Optimism that the eurozone is turning the corner has seen regional equity markets outperform the US, UK and Japan during a volatile trading environment for August. While the broad European market was rattled this week by expectations that a military strike on Syria looms, sentiment has generally remained resilient, buoyed by a record-breaking $12bn of inflows into eurozone shares over the past nine weeks as investors have sold bonds and emerging market assets.
Analysts expect eurozone shares will continue closing the gap with US equities.
“The macroeconomic momentum is getting better in Europe relative to the US,” said Nick Nelson, global equity strategist at UBS. “If you look at industrial surveys, or purchasing managers’ indices, they have improved in Europe from a lower base – but the surprise has been greater.”
Another key element is the role of central banks, with many investors awaiting next month’s meeting of the US Federal Reserve and a possible decision about reducing its $85bn-a-month bond purchases.
“The US is looking to start to exit from ultra loose monetary policies whereas the ECB is maintaining loose policy for longer,” said Mr Nelson. “The fiscal austerity for which Europe is famous is starting to ease off. Next year we do not expect any major net fiscal drag, so the focus may be more on US fiscal policies.”
The divergence in eurozone equity market returns has been most pronounced in regions that were hit hard earlier this year. Shares in Italy and Portugal have risen around 1.2 per cent, while Greece has gained 1.7 per cent this month.
After starting the final week of August in positive territory, the broad benchmark, the FTSE Eurofirst 300 index, closed out the month with a loss of 1.1 per cent, weighed down in part by Germany lagging other key markets.
Other major global share markets have fared far worse, with the S&P 500 down some 3 per cent in August, its worst monthly loss since May 2012. The UK FTSE 100 index dropped 3.1 per cent while Japan’s Nikkei 225 index recorded a loss of 2 per cent.
After such a bruising month for Wall Street, investors expect further uncertainty ahead of a possible Fed taper in mid-September.
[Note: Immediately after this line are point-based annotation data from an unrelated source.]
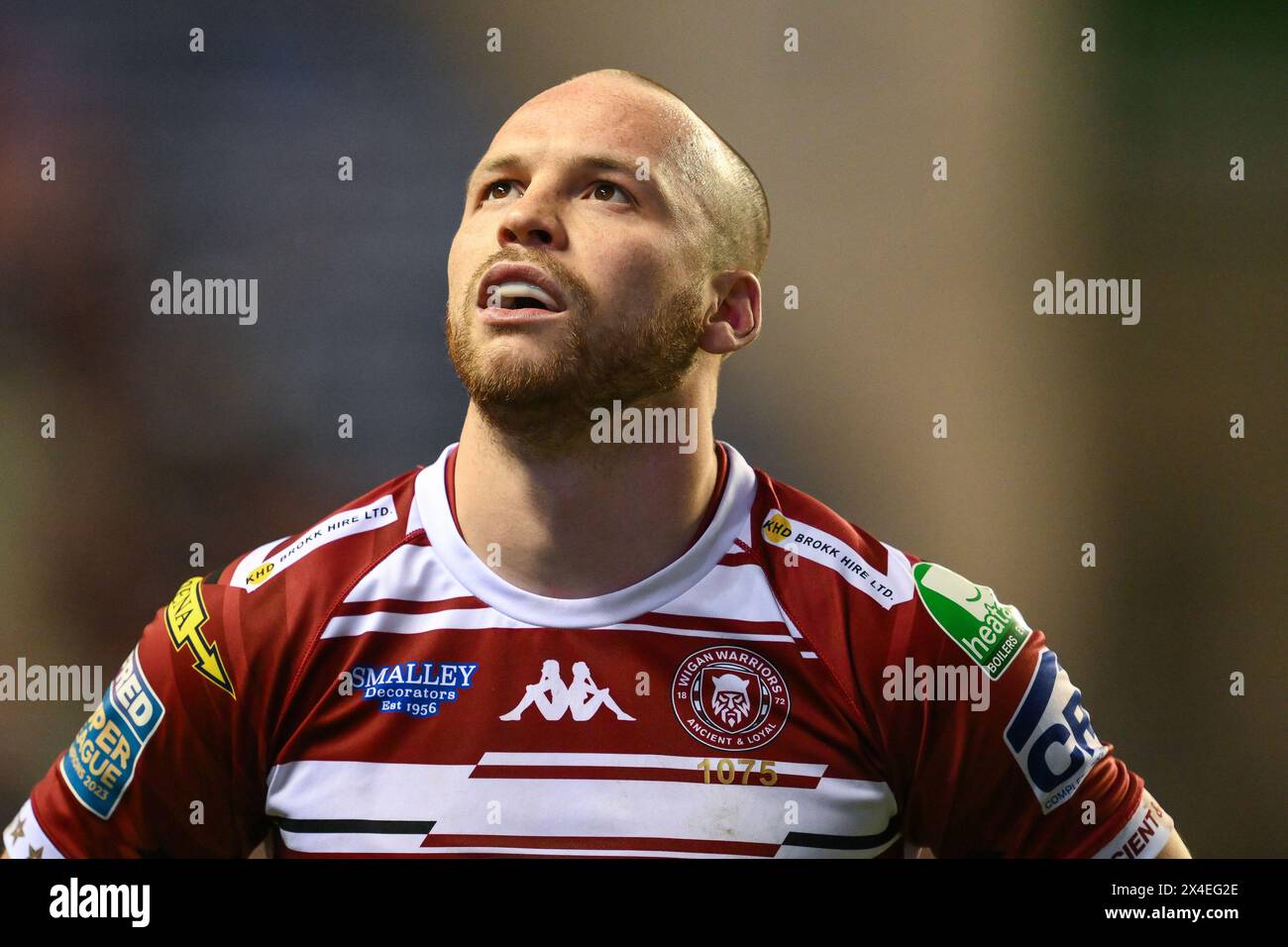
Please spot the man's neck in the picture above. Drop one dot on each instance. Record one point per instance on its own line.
(592, 519)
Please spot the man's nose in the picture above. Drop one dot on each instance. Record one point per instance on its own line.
(533, 221)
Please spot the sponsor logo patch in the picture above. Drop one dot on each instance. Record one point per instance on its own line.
(184, 617)
(1050, 735)
(415, 688)
(102, 759)
(729, 698)
(259, 574)
(252, 575)
(990, 631)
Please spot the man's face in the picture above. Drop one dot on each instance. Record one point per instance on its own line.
(623, 300)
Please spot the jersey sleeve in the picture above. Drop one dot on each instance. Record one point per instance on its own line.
(997, 754)
(171, 761)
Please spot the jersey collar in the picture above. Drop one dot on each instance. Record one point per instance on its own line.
(645, 595)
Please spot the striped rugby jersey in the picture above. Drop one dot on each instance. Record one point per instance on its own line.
(789, 686)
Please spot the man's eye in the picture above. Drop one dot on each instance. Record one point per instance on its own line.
(603, 191)
(498, 189)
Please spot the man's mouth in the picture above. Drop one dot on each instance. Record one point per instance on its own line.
(514, 294)
(518, 291)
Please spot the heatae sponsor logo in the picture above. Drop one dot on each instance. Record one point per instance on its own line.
(913, 682)
(75, 899)
(1087, 296)
(648, 425)
(26, 682)
(179, 296)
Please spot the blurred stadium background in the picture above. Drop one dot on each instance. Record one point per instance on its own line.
(915, 299)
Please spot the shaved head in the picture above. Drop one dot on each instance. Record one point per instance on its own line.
(733, 228)
(640, 282)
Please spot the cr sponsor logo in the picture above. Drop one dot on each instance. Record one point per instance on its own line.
(1051, 736)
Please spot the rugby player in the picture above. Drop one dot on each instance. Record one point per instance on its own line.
(578, 637)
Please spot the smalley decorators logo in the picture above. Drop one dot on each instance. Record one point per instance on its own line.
(729, 698)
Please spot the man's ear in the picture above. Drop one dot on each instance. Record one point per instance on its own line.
(735, 322)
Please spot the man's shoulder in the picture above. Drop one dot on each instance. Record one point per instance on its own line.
(812, 552)
(334, 551)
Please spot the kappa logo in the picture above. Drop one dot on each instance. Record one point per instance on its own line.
(729, 698)
(553, 698)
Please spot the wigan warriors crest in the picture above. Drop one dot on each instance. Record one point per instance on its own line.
(729, 698)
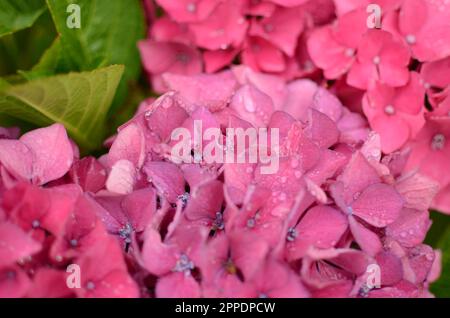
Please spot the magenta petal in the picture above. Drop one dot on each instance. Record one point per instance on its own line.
(367, 240)
(167, 178)
(379, 205)
(15, 244)
(321, 227)
(17, 158)
(157, 257)
(53, 153)
(129, 145)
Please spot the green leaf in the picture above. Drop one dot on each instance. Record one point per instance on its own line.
(16, 15)
(23, 49)
(52, 62)
(80, 101)
(110, 30)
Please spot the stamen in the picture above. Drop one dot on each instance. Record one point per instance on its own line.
(292, 234)
(438, 142)
(389, 109)
(184, 264)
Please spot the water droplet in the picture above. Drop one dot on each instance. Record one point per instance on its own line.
(249, 105)
(191, 7)
(268, 27)
(376, 60)
(410, 39)
(74, 242)
(35, 224)
(349, 52)
(389, 110)
(438, 142)
(294, 163)
(90, 285)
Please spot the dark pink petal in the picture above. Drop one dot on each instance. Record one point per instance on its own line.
(53, 153)
(14, 282)
(321, 227)
(15, 244)
(210, 91)
(188, 10)
(226, 26)
(252, 105)
(49, 283)
(391, 269)
(89, 174)
(166, 178)
(379, 205)
(282, 28)
(204, 202)
(261, 55)
(177, 285)
(129, 145)
(158, 258)
(17, 158)
(367, 240)
(122, 177)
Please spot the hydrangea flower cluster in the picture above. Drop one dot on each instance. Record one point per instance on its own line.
(396, 75)
(137, 224)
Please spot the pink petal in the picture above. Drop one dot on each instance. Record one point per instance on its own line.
(367, 240)
(15, 244)
(379, 205)
(122, 177)
(129, 145)
(53, 153)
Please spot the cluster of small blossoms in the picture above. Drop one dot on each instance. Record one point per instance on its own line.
(193, 36)
(337, 219)
(392, 68)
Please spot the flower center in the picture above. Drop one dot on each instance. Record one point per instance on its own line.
(410, 39)
(90, 285)
(73, 242)
(292, 234)
(438, 142)
(35, 224)
(184, 198)
(191, 7)
(183, 57)
(268, 27)
(125, 232)
(218, 222)
(376, 60)
(184, 264)
(349, 52)
(389, 110)
(230, 267)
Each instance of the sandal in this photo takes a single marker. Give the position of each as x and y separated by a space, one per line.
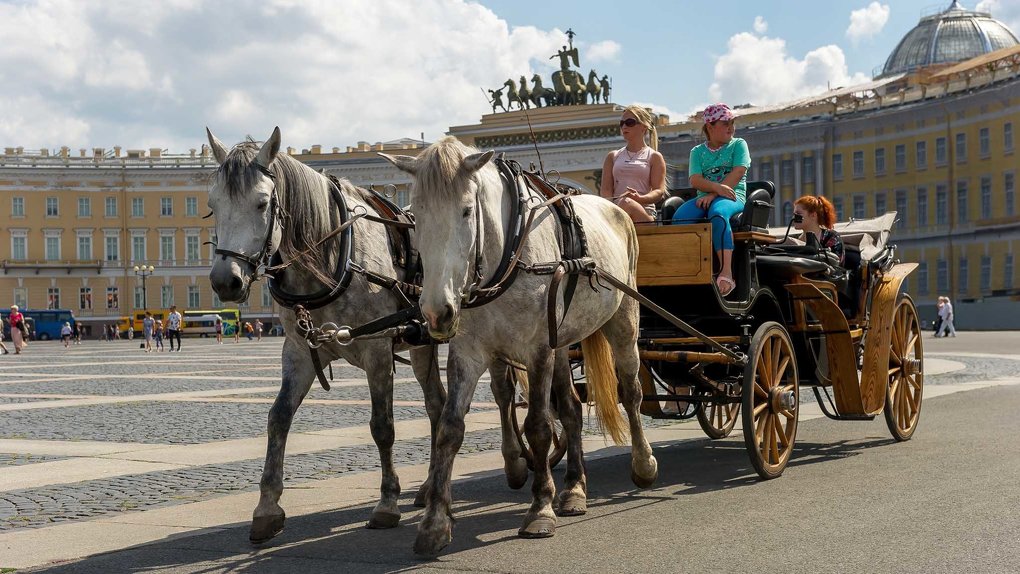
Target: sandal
724 280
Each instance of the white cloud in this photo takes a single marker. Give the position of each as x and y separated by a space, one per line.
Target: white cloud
154 74
757 69
867 21
761 27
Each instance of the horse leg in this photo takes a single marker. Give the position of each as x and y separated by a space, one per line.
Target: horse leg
621 332
540 522
572 501
377 362
436 528
268 518
425 363
503 390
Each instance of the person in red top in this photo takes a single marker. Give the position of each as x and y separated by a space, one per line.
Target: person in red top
16 325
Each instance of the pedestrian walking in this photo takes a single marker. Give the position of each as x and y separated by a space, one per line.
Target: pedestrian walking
173 321
946 312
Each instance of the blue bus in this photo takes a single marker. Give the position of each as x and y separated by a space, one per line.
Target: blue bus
44 324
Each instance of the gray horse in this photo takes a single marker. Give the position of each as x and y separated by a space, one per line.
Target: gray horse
459 200
247 185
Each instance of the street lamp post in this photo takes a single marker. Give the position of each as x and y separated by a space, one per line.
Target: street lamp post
144 271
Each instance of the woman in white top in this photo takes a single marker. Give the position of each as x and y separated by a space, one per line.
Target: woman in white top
634 175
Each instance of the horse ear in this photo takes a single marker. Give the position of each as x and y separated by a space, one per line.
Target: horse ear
474 162
402 162
218 149
269 149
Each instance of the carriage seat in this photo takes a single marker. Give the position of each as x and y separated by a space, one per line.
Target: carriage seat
754 216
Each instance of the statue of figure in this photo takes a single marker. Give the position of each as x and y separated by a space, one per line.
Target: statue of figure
565 56
497 100
606 85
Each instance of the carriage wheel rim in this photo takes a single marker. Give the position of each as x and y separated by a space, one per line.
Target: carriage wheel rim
774 425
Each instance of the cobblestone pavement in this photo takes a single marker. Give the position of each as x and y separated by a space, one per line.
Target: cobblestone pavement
102 372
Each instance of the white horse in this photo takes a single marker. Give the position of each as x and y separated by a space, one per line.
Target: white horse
265 203
460 201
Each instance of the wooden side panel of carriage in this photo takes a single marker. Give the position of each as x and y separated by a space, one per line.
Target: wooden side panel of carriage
674 255
864 396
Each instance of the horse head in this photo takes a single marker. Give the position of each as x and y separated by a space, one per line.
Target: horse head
445 195
243 199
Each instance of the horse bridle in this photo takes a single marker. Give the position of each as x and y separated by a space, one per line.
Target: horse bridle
260 260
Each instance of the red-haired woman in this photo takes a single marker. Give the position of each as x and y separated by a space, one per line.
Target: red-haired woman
818 218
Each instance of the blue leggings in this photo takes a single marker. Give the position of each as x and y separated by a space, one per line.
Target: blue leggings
718 213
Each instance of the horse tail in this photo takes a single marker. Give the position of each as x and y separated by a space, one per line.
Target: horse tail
600 369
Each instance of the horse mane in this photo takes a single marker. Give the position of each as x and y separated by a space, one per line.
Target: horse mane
304 200
439 166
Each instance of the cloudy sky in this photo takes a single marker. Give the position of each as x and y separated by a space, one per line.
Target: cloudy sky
148 73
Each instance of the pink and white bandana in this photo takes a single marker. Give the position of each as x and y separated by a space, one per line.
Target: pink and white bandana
715 112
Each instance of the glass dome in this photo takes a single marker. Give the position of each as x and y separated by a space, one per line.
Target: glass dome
953 36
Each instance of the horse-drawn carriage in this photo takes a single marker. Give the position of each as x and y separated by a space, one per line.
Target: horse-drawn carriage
797 318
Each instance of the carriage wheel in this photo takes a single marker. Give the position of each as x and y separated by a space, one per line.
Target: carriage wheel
559 445
771 400
717 419
903 398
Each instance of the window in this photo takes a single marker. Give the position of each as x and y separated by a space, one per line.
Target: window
922 207
941 276
138 248
191 249
808 170
1009 188
85 299
112 248
52 248
985 197
786 172
901 208
961 148
165 296
858 207
19 248
941 205
166 248
53 298
85 248
21 297
962 202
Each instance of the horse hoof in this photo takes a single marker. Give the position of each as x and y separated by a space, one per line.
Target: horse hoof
572 505
380 520
540 527
265 528
516 473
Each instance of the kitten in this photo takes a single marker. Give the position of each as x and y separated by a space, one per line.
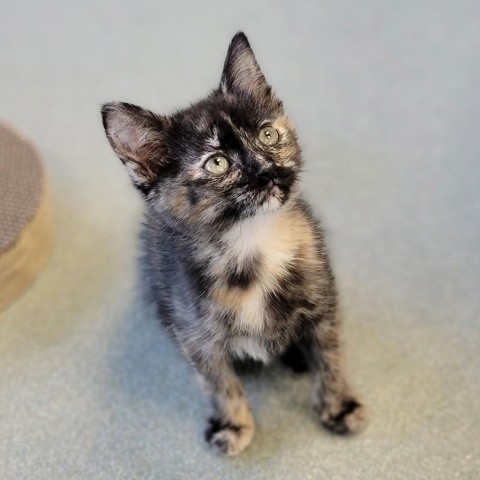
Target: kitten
233 258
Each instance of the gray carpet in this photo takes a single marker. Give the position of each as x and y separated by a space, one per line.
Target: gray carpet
386 98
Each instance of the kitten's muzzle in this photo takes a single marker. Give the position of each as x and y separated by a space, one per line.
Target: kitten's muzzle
271 178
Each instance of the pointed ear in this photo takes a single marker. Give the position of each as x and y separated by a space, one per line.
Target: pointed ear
241 73
136 136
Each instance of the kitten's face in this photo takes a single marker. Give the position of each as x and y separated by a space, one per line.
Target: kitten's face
230 156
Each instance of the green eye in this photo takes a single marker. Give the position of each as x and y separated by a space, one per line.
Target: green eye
217 165
268 136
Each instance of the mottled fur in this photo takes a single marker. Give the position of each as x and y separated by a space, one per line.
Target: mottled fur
235 263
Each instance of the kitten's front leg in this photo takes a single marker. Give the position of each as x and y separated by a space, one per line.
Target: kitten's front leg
339 409
231 426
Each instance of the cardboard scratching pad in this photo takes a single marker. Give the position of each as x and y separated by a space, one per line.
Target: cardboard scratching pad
26 234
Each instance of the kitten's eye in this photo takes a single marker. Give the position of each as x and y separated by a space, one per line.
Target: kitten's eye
268 136
217 165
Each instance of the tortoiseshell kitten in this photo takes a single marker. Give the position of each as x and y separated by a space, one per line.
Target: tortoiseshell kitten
233 258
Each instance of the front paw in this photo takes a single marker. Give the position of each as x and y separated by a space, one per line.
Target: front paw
227 437
343 417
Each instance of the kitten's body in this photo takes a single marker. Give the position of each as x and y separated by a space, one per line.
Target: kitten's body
232 257
253 289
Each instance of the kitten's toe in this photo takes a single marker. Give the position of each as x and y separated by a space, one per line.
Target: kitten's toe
229 438
348 416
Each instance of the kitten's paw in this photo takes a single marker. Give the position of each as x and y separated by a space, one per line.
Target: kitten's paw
229 438
347 416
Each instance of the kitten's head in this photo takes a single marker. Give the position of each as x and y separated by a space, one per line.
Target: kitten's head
227 157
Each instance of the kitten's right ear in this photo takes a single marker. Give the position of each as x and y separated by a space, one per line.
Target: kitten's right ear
136 136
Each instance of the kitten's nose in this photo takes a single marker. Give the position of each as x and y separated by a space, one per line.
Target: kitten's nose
265 178
269 178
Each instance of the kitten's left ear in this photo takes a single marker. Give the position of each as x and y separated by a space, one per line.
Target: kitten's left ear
136 136
241 73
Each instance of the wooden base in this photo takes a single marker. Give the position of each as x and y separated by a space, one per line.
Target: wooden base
20 264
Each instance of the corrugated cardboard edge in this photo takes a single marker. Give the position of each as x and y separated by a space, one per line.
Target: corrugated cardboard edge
21 263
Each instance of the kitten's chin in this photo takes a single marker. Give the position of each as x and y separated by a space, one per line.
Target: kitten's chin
272 204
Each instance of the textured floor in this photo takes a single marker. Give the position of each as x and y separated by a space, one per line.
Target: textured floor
386 98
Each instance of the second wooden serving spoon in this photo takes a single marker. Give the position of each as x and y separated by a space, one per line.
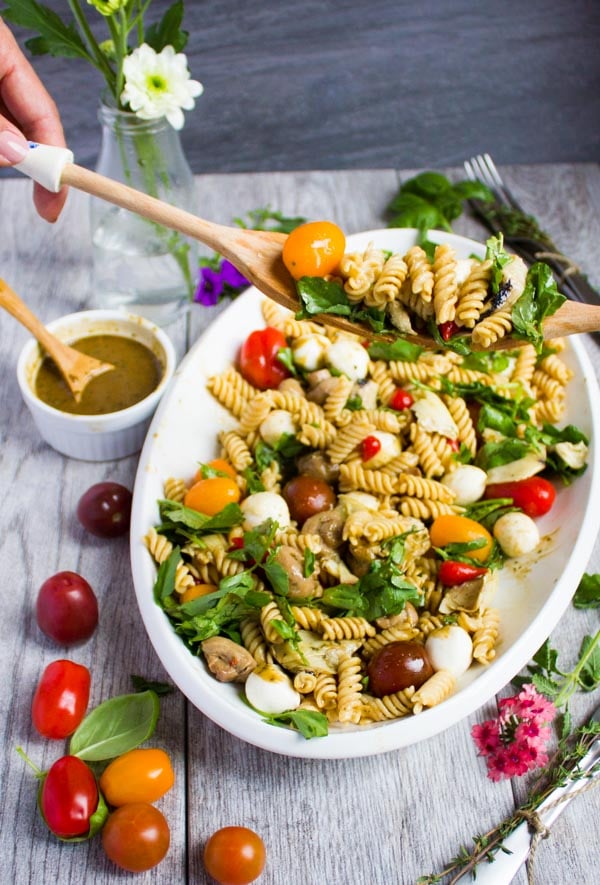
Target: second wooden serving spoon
76 368
256 254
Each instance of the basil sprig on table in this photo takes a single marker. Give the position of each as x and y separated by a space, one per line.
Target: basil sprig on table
116 726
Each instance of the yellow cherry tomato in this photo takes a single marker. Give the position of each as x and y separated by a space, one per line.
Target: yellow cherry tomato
209 496
197 590
142 775
314 249
450 529
219 464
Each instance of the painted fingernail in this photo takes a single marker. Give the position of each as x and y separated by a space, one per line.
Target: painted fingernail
13 147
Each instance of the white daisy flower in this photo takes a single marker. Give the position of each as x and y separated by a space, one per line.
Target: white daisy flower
159 85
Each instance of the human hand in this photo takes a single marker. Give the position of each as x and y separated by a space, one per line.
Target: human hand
26 112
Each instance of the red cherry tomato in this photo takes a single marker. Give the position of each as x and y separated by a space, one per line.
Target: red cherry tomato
306 496
314 249
69 797
258 358
447 330
401 400
234 856
61 699
105 509
534 496
369 447
136 837
451 572
397 666
67 608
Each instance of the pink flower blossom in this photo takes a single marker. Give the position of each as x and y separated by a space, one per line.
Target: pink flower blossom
515 741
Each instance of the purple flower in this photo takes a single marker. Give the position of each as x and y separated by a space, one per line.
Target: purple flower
214 284
232 277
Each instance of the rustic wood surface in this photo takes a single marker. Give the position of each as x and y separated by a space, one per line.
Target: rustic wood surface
380 820
340 84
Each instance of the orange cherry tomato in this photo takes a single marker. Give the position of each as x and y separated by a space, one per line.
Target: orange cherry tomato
314 249
136 837
197 590
209 496
219 464
234 856
142 775
450 529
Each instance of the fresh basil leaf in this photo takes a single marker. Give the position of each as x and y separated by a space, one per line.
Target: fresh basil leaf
116 726
309 723
398 350
322 296
587 594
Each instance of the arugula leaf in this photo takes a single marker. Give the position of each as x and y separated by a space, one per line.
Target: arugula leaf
168 30
56 38
494 251
587 594
430 200
540 299
493 454
322 296
399 350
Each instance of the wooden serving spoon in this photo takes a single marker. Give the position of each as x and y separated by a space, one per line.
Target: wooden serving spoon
256 254
76 368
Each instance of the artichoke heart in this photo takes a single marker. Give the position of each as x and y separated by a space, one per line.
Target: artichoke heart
312 652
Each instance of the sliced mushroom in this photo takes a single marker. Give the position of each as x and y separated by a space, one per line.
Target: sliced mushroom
471 596
329 525
226 660
311 652
300 586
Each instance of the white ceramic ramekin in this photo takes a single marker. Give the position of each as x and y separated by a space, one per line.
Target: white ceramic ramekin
96 437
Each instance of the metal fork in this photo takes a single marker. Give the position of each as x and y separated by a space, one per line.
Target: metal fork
522 232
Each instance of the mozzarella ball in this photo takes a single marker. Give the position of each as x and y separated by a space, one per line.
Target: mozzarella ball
262 506
390 449
450 648
467 482
349 357
270 690
278 423
516 533
310 351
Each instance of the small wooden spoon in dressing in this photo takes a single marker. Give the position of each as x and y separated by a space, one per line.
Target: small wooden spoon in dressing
77 368
258 256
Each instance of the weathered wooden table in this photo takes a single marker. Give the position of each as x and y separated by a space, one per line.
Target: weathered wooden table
380 820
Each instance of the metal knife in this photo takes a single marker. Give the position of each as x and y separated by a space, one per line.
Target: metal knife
504 867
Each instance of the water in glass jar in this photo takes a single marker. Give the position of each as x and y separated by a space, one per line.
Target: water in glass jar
138 265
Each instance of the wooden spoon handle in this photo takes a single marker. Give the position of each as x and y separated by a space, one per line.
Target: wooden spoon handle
213 235
11 302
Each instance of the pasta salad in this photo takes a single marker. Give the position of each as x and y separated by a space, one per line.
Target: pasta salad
339 558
The August employment report, to be released next week, is seen as a key gauge of whether the central bank will start the taper and will drive equities.
“A down market on stronger than expected indicators or an up market on weaker than expected indicators suggests that a taper at the meeting will put serious pressure on stocks,” said analysts at Bespoke Investment Group. “An up market on stronger than expected indicators or a down market on weaker than expected indicators suggests that the market is ready to deal with a taper.”